These are generalizations, and each provider also offers unique features and benefits. Therefore, you should consider the specifics of your project, the skills of your team, and your business needs when making a decision.
Step 3: Design Your Serverless Architecture
Correctly designing your serverless architecture is crucial. Given its distinct features, such as statelessness and brief execution times, you should tailor your application accordingly. The core principle is to break down your application into small, single-purpose functions that can operate independently when triggered. This way, each function performs its task effectively, enhancing your application’s overall performance and scalability.
Step 4: Develop and Test Your Functions
When developing serverless functions, follow serverless best practices rather than specific recommendations from your provider. The main guidelines are to ensure your functions are stateless, idempotent, and single-purpose.
It’s crucial to meticulously test your functions to verify they perform as expected under various conditions. For this, employ local development tools to mimic the serverless environment during testing.
Additionally, remember that your system will require constant adjustments due to its stateless nature. Hence, strive for minimal configurations to reduce complexity. Ultimately, the aim is to create a robust, flexible, and efficient serverless system.
Step 5: Deploy Your Serverless Application
After thoroughly testing your functions, the next step is deployment onto the serverless environment. Mentioned serverless providers offer various tools and services to streamline this process:
- Amazon AWS Lambda: AWS provides several tools to deploy your serverless applications, including AWS Serverless Application Model (SAM), AWS CodeStar, and AWS Elastic Beanstalk. AWS SAM is an open-source framework for building serverless applications. It allows you to define your serverless applications in simple YAML or JSON syntax. AWS CodeStar provides a unified user interface, enabling you to easily manage your software development activities in one place. AWS Elastic Beanstalk is an easy-to-use service for deploying and scaling web applications and services.

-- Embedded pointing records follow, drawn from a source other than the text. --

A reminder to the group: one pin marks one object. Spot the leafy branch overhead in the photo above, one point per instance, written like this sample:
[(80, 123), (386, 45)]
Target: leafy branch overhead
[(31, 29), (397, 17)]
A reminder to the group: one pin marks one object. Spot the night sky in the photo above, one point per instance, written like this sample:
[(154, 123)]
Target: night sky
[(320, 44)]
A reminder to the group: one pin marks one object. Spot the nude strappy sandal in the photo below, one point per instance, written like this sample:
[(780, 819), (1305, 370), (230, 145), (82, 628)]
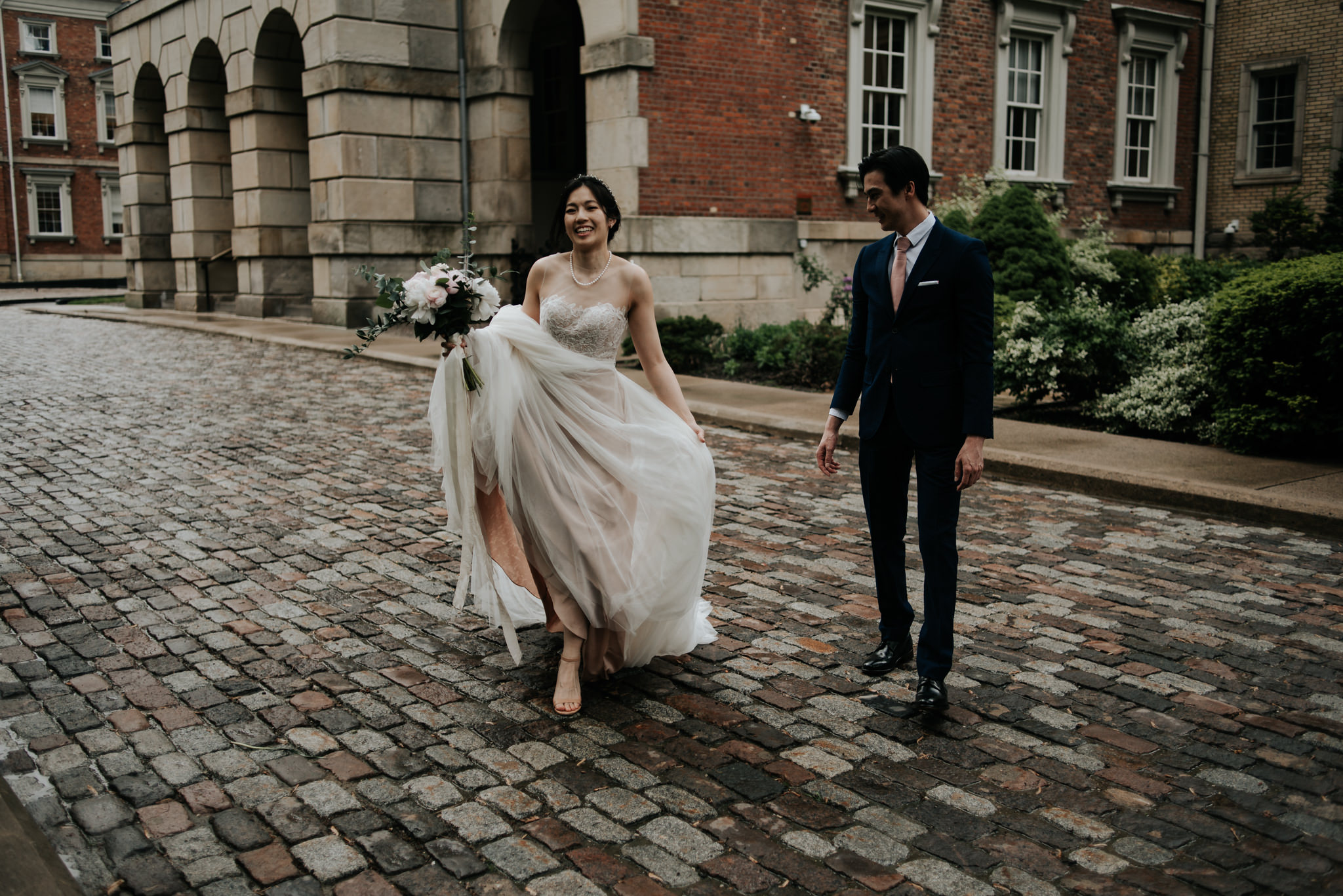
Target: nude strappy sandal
[(555, 703)]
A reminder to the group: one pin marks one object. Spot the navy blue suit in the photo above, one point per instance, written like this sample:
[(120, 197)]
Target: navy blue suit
[(927, 382)]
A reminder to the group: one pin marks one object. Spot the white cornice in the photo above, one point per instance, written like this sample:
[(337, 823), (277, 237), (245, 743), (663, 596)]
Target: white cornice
[(97, 10)]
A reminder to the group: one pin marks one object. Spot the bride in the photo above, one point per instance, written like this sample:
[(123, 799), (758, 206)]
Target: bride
[(583, 501)]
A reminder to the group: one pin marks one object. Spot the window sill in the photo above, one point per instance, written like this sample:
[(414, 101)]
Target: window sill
[(1276, 178), (1122, 193)]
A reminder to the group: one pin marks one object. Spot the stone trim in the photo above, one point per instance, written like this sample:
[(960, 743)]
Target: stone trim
[(630, 51), (370, 78)]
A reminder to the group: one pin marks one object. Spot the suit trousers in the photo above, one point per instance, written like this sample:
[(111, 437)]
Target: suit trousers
[(884, 465)]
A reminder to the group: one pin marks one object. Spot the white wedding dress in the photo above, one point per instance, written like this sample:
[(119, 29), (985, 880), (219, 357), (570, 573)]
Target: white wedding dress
[(563, 461)]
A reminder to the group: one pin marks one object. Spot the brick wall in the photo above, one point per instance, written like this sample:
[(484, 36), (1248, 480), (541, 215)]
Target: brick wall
[(729, 73), (1252, 31), (77, 47)]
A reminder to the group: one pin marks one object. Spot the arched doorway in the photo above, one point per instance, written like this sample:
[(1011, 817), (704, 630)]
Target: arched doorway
[(557, 113), (202, 187), (273, 197), (147, 197)]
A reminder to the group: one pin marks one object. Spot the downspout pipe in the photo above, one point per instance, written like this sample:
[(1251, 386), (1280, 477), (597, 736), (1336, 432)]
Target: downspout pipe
[(9, 138), (1205, 123), (461, 107)]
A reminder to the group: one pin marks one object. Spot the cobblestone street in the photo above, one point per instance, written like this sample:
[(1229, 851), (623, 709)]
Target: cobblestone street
[(229, 664)]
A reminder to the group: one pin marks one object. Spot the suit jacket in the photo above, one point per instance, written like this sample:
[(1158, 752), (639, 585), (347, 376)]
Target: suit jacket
[(934, 359)]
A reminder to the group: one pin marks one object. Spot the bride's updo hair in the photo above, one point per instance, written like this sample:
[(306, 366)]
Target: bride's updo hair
[(603, 198)]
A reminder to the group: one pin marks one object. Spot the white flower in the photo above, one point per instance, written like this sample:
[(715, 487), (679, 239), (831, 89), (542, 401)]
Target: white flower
[(422, 297), (487, 300)]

- Microsoft Azure Functions: Azure DevOps provides a complete set of modern dev services for deploying serverless applications. It’s a unified suite of tools that includes Azure Pipelines, Azure Repos, Azure Test Plans, and Azure Boards. Azure Pipelines is a CI/CD (Continuous Integration/Continuous Delivery) platform that lets you automate and streamline your build and release workflows.

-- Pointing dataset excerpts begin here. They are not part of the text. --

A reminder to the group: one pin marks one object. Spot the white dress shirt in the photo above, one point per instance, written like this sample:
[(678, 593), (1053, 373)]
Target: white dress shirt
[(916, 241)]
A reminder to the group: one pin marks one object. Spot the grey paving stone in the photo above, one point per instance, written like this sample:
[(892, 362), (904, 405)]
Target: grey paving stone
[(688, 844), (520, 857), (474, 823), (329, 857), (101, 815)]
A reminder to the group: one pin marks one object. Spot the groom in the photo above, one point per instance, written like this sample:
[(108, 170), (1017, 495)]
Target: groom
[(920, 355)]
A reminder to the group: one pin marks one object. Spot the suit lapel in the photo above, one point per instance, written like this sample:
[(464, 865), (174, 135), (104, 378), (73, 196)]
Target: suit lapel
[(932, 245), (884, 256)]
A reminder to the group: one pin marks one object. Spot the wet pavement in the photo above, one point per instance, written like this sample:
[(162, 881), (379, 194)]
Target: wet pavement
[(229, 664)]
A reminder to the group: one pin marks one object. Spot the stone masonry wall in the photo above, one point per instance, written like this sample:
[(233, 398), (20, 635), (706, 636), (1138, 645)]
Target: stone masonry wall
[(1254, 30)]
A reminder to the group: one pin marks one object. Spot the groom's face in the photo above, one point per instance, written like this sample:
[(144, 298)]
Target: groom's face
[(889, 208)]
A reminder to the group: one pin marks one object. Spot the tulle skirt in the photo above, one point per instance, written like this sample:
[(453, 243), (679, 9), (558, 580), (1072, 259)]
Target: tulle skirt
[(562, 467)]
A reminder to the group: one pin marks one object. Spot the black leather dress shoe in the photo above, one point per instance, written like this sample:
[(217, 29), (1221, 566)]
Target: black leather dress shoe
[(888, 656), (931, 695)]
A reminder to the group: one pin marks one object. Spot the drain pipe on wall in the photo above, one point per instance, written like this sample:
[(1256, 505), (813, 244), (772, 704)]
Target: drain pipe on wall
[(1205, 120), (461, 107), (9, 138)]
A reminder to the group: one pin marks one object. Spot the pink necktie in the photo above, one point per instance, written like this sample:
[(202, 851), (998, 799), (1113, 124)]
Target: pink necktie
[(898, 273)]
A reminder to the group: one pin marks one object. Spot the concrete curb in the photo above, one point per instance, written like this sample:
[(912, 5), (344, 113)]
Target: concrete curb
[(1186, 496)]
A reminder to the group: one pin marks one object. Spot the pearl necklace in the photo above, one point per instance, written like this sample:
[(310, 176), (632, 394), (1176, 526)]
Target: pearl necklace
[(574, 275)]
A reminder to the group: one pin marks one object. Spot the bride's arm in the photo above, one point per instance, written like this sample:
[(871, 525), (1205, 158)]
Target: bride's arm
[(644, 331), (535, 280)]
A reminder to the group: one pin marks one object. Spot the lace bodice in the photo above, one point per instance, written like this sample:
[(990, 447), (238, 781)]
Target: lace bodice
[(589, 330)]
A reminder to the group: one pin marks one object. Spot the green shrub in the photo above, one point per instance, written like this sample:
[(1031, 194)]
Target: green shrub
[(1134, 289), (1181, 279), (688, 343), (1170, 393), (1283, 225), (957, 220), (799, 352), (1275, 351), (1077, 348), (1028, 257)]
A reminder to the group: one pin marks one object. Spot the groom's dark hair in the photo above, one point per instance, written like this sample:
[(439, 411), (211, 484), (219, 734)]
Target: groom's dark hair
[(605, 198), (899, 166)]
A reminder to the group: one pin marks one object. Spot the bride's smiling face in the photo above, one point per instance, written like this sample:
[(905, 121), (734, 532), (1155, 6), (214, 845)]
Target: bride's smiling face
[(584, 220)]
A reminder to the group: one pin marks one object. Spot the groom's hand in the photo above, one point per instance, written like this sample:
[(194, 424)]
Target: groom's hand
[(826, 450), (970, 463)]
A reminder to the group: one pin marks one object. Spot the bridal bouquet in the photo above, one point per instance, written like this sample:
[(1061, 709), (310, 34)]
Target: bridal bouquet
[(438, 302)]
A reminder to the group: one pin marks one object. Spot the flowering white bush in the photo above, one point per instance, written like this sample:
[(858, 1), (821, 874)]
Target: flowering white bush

- Google Cloud Functions: Google Cloud offers the Cloud SDK (Software Development Kit), which provides a command-line interface for Google Cloud products and services. It also offers Cloud Build, a service that executes your builds on Google Cloud’s infrastructure. With Cloud Build, you can quickly create, test, and deploy your serverless applications. Google Cloud’s Firebase platform also offers Firebase CLI (Command Line Interface), a tool that helps you manage and deploy your Google Cloud Functions.
Remember, the tooling and services for serverless deployment are continually evolving, and providers frequently update their offerings. Therefore, always review the latest documentation and best practices from your chosen provider.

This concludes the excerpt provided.